Scientists at a university in Scotland have developed a technique which could help to identify the source of food poisoning in a better way than current methods.
The technique relies on a new machine learning method – known as the Minimal Multilocus Distance (MMD) method – which can be used to train a computer to identify likely sources with high accuracy.
It has been demonstrated at a theoretical level to attribute human cases to source reservoirs such as chicken, cattle and sheep but further research is required to build it into technology that could be used by health protection professionals.
Researchers at the University of Aberdeen showed the technique could match Campylobacter and potentially other common foodborne pathogens more accurately to their source of origin within a reduced timeframe. Findings are published in the journal Scientific Reports.
Identifying likely sources of Campylobacter
Advances in Whole Genome Sequencing (WGS) mean that the complete DNA sequence of an organism’s genome can be obtained at a single time. However, methods that efficiently mine these data are yet to be developed.
The study was led by Francisco Perez Reche and professor Norval Strachan, from the University of Aberdeen’s departments of Physics and Biological Sciences.
Perez Reche said when dealing with an outbreak, speed and accuracy of identifying the likely source is key.
“There are a number of existing methods to calculate the likely source of an infection but in order to work effectively, they either use only part of the genome sequencing, meaning results are less targeted, or if they use the whole genome, the calculations can take up to two days to perform. Our MMD method trains the computer to identify likely sources of origin of a Campylobacter infection within seconds,” he said.
Researchers proposed a fast method for source attribution which can deal with genotypes comprising thousands of loci with minimal computational effort.
Method accuracy
Whole genome sequenced Campylobacter isolates including 500 clinical isolates from human patients and 673 from five food and animal sources were obtained: 150 from cattle, sheep and chicken, 130 from pig and 93 from wild birds.
The total self-attribution accuracy when combining results across all the source populations was 73 percent for MMD and 57 percent for STRUCTURE, a Bayesian clustering model, in the Campylobacter example.

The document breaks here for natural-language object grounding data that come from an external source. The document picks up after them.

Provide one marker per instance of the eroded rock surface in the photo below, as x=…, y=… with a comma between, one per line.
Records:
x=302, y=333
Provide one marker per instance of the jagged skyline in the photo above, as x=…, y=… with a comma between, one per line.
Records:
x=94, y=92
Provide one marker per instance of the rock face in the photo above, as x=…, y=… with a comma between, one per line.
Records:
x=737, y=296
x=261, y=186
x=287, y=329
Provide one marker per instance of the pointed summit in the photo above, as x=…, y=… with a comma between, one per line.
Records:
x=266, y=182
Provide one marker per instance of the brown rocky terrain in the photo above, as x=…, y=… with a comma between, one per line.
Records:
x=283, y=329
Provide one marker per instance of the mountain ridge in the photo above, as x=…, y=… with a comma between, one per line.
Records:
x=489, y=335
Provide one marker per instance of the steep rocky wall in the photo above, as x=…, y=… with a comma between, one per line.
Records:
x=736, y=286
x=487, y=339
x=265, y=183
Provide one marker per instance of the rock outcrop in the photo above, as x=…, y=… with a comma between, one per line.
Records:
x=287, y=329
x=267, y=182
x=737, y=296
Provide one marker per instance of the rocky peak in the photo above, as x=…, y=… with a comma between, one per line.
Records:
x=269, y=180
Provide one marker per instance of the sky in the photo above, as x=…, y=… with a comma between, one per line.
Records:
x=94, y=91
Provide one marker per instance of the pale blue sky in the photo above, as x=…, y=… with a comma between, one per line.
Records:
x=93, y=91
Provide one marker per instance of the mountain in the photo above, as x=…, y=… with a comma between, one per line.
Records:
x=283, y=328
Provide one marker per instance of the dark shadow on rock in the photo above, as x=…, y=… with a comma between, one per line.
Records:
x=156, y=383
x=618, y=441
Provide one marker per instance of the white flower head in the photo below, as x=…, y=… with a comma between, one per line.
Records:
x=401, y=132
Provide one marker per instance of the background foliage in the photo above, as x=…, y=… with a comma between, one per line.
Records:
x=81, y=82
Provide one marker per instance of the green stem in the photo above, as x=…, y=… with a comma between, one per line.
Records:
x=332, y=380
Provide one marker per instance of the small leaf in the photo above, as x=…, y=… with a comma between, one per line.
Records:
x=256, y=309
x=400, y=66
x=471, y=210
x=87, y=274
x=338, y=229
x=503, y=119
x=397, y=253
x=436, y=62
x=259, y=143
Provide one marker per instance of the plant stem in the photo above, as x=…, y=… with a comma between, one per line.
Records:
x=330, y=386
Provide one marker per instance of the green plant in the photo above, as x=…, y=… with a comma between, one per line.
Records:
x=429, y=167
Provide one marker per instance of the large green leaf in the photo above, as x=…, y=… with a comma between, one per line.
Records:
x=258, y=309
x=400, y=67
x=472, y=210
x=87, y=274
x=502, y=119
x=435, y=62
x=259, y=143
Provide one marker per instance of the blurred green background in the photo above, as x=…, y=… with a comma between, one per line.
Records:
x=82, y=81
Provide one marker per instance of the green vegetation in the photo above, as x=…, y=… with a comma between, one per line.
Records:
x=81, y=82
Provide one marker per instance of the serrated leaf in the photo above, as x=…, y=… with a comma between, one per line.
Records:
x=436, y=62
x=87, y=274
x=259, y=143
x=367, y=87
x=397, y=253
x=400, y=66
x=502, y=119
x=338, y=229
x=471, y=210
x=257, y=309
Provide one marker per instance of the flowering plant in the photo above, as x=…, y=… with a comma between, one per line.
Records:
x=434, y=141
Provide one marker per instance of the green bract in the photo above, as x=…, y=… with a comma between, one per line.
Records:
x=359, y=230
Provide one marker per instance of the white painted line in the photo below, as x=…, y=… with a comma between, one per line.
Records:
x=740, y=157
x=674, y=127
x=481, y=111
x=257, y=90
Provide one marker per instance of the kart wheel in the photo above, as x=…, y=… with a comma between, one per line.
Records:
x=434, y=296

The MMD method correctly assigned most isolates (more than 70 percent) from pig, chicken and wild bird samples based on 25,937 core genome SNP (cgSNP) genotypes. Self-attribution of Campylobacter isolates from cattle and sheep is less precise at 58 percent and 45 percent. Wrongly self-attributed cattle isolates are mostly assigned to sheep and chicken sources, whilst sheep isolates tend to be erroneously attributed to cattle and chicken sources.
Source attribution was carried out to predict the origin of Campylobacter that resulted in human infection. MMD estimated that most cases (61 percent) were associated with chicken whilst wild birds and pigs were relatively unimportant (both less than 8 percent).
Researchers said it would be interesting to test accuracy of these methods for source attribution of human Campylobacter isolates from outbreaks with a known source.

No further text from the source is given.